2. My experience tells me it's fairly hard to beat a constant allocation, even if there is some signal in the indicator. For example, VIX is an ok-ish estimator of future volatility (R^2 of 30% on a monthly timescale, IIRC). But actually trading on that in the optimal way (or at least, the way that theory suggests is optimal) results in a lower certainty equivalent return than a simple constant allocation. Therefore, if 1/CAPE has a nonzero amount of signal, it doesn't imply that it will be better than a constant estimate.

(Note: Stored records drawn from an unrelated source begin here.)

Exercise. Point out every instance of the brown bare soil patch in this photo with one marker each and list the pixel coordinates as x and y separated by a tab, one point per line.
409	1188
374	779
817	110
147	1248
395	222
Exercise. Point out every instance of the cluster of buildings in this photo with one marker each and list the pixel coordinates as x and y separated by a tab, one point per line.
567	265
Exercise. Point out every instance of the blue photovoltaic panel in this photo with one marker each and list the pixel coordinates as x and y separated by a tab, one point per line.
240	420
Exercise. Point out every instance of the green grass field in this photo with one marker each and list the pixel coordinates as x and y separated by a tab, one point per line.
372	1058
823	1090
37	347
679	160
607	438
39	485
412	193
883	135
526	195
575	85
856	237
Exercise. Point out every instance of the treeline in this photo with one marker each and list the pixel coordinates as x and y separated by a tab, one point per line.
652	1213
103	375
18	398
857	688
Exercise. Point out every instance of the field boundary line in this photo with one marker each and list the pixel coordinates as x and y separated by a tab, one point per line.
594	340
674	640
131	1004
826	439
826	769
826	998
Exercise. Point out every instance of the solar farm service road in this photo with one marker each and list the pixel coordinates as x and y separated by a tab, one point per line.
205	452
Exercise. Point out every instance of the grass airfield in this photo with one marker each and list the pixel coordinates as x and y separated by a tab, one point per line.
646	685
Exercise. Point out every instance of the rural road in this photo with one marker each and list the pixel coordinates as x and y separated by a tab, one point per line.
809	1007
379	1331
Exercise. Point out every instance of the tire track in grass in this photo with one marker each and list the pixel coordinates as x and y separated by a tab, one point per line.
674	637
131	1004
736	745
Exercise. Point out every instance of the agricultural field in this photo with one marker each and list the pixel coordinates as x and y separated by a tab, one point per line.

The reason the regression analysis is not the only or even necessarily central issue actually a reason you've pointed out yourself. The regression is heavily influenced by change in CAPE over what's actually a pretty small sample. It is not a good evaluation of whether there are flaws in the fundamental derivation which says earnings yield=expected return. The argument against that must be made in terms of that derivation and its assumptions: which ones result in the measure being systematically biased up or down? Which is the question at hand in my contention that the 'paper airplane' of 1/CAPE is the best easy estimate of expected return *for planning purposes*. To address my point, I believe you must drop regressions and t-statistics and tell me the flaws in the derivation which make some other easy estimate of expected return a better one.
Again, current risk free rate + historical average ERP is not as bad as just assuming past return period as the best indicator of future return. But it has the obvious mismatch that it assumes we have 100% ability to derive the expected return of the 'rfa' from current market prices, but 0% ability to derive the expected equity return from current market prices, rather instead have to take an average of the difference in past realized equity and bond return over a past period part or all of which may bear little fundamental resemblance to now. When we just rejected that same method for the rfa itself...and for good reason.
2. Again a strange response to my post I think clearly saying 'let's assume a quasi fixed (perhaps age, but not market dependent) % stock/bond, more than once.
Even if 1/CAPE doesn't systematically over or under-estimate the expected return, it doesn't mean it's a good estimate. That is something to be determined with empirical research. All models are wrong, but some are useful. I believe it's up to you to show this model is useful, or more useful than others.
If you accept that CAPE is useful for planning purposes, then you must also accept it can be used for market timing. Intuitively, if CAPE10 has impact on your asset allocation, then it must be true that next month's CAPE10 figure contains more information than the last. Changing your asset allocation as soon as next months CAPE10 figure comes in must result in higher expected utility. If you don't do this, you'll end a path dependent asset allocation, which is always suboptimal (wikipedia has some more info, but it's quite hard to read if this is outside your area of expertise...). rf + ERP doesn't have this problem, the ERP is assumed to be constant, and if the rf changes or is mis-estimated then it does not affect the asset allocation at all. (see the solution to merton's portfolio problem).
I understand you want a quasi fixed stock/bond allocation, but that is simply not where CAPE will lead you. CAPE will lead you either to an asset allocation that changes as often as monthly, or to a contradiction of the bellman equation. You don't seem to want the former and the latter is clearly very, very bad.